Most doctors have not sought help for burnout or depression because they either thought symptoms were not severe enough, or they could deal with the feelings without help from a professional.
But there may be stigmatization in seeking help.
And it’s also complicated in that only one-third of doctors reported their workplace offered a program to reduce stress or burnout.
FYI, here’s my last year’s 2020 take on the Medscape study: Physicians in America – Too Many Burned Out, Depressed, and Not Getting Support.
Health Populi’s Hot Points: In Medscape’s complementary report on Lifestyle & Happiness for 2021, physicians were asked how anxious they felt about their future in the wake of the coronavirus pandemic, shown in the chart here from the report.
Four in ten U.S. doctors were somewhat or very anxious, and another one-third of physicians felt slightly anxious.
When the Institute for Healthcare Improvement (IHI) developed the concept of the Triple Aim in 2007, it was founded on three pillars: enhancing patient experience, improving population health, and lowering per capita health care costs.
By 2014, Dr.
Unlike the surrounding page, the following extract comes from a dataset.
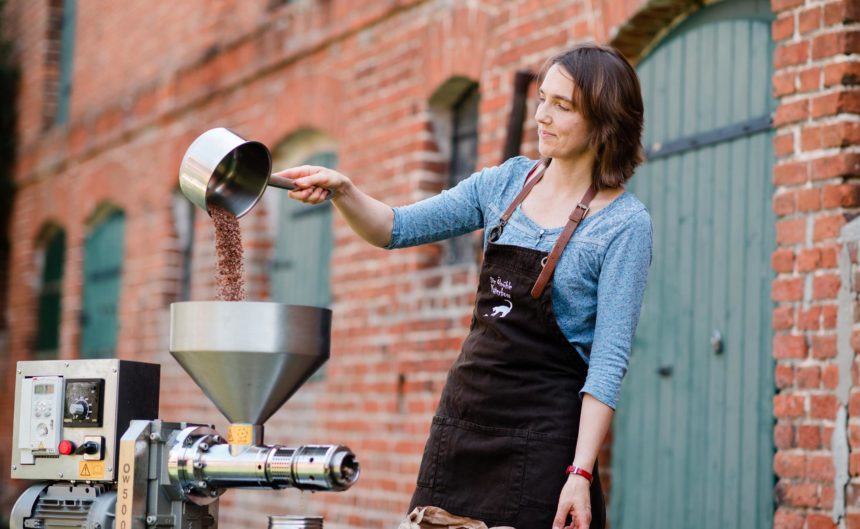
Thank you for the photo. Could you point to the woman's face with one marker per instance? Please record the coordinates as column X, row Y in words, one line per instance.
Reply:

Thomas Bodenheimer and Dr. Christine Sinsky called out a fourth aim — improving the work-life balance of clinicians and staff, re-coining the IHI’s concept as The “Quadruple” Aim with the fourth pillar of clinician well-being.
In their seminal article published in the Annals of Family Medicine. Bodenheimer and Sinsky wrote,
“Professional burnout is characterized by loss of enthusiasm for work, feelings of cynicism, and a low sense of personal accomplishment and is associated with early retirement, alcohol use, and suicidal ideation.”
In their anecdotes gathered through primary research, the authors quoted one doctor who would be cited in the 2021 Medscape survey on burnout:
“I am no longer a physician but the data manager, data entry clerk, and steno girl…I became a doctor to take care of patients. I have become the typist.”
Administrative burdens and hassles continue to rank top-of-mind in stressors driving physician burnout.
Add in the lengthening pandemic, growing variants of the virus, and supply constraints of inpatient settings in many health care markets, and this already-shaky pillar of the Quadruple Aim is weakened by the public health crisis.
As we consider re-investing in the U.S. health care system in the current discussions (and negotiations) of the American Rescue Act, part of the pandemic response must be targeted to medical providers at the front-line of COVID-19 care across several fronts: shoring up hospital finances is key, but ensuring the well-being of clinicians must be part of our Rescue strategy, as well.
Our clinicians’ well-being is not a future strategic forecast data point. This is a current threat to the quality and sustainability of health care in America for all patients in and beyond COVID-19.